The name of Tarentum (Taras) was supposed to be derived from a river of the name of TARAS (Τάρας), which is noticed by several ancient writers. (Steph. B. sub voce Τάρας; Paus. 10.10.8.) This is commonly identified with a deep, but sluggish, stream, which flows into the sea about 4 miles W. of the entrance of the harbour of Tarentum, and is still called Tara, though corrupted by the peasantry into Fiume di Terra. (Romanelli, vol. i. p. 281; Swinburne, vol. i. p. 271.) The more celebrated stream of the GALAESUS flowed into the Mare Piccola or harbour of Tarentum on its N. shore: it is commonly identified with the small stream called Le Citrezze, an old church near which still retains the name of Sta Maria di Galeso. [GALAESUS] Another locality in the immediate neighbourhood of Tarentum, the name of which is associated with that of the city by Horace, is AULON a hill or ridge celebrated for the excellence of its wines. This is identified by local topographers, though on very slight grounds, with a sloping ridge on the seashore about 8 miles SE. of Tarentum, a part of which bears the name of Monte Melone, supposed to be a corruption of Aulone [AULON]. A more obscure name, which is repeatedly mentioned in connection with Tarentum, is that of SATURIUM (Σατύριον). From the introduction of this name in the oracle alleged to have been given to Phalanthus (Strab. vi. p.279), it seems probable that it was an old native name, but it is not clear that there ever was a town or even village of the name. It is more probable that it was that of a tract or district in the neighbourhood of Tarentum. Stephanus of Byzantium distinctly calls it χώρα πλήσιον Τάραντος (s. v. Σατύριον); and the authority of Servius, who calls it a city (civitas) near Tarentum, is not worth much in comparison. There was certainly no city of the name in historical times. Virgil applies the epithet “Saturium” (as an adjective) to Tarentum itself (Geory. 2.197; Serv. ad loc.: many commentators, however, consider “saturi” from “satur” [p. 2.1101]to be the true reading), and Hrace speaks of “Satureianus cabellus” as equivalent to Tarentine. (Sat. i. 6. 59.) The memory of the locality is preserved by a watch-tower on the coast, about seven miles SE. of Tarentum, which is still called Torre di Saturo (Romanelli, vol. i. p. 294; Zannoni Carta del Regno di Napoli).
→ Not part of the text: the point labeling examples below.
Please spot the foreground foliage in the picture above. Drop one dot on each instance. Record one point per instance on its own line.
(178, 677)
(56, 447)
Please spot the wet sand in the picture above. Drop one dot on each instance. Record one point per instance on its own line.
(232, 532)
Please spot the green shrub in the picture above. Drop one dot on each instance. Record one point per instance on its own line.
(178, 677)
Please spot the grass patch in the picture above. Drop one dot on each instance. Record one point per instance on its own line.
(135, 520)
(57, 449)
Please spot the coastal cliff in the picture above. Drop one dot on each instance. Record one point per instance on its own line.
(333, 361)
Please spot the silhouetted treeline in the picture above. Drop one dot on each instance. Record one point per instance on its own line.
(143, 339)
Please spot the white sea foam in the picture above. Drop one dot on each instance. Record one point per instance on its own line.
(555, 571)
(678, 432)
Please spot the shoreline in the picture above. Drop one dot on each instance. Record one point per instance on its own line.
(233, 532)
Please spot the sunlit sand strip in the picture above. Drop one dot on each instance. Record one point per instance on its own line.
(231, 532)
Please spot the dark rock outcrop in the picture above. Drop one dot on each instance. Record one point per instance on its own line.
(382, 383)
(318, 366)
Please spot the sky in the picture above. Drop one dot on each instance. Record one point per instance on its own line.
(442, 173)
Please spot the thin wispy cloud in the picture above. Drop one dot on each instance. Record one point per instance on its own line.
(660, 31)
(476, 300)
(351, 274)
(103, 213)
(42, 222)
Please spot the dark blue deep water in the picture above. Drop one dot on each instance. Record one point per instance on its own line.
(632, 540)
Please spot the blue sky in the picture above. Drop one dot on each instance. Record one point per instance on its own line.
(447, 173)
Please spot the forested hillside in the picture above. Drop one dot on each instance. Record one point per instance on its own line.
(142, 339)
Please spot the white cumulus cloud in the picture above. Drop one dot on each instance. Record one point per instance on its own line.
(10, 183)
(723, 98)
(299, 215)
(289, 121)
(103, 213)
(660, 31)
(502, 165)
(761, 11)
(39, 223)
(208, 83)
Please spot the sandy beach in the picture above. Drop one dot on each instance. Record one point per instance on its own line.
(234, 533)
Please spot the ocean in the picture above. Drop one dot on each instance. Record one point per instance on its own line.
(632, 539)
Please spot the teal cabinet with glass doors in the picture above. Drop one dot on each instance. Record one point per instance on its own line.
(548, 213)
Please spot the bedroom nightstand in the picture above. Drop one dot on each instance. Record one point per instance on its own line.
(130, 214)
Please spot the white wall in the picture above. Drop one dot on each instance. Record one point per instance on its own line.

(Concerning the history and ancient institutions of Tarentum, see Heyne, Opuscula, vol. ii. pp. 217--232; and Lorentz, de Civitate Veterum Tarentinorum, 4to. Lips. 1833. The present state and localities are described by Swinburne, vol. i. pp. 225--270; Keppel Craven, Southern Tour, pp. 174--190; and Romandelli, vol. i. pp. 282--289; but from the absence of existing remains, the antiquities of Tarentum have scarcely received as much attention as they deserve.)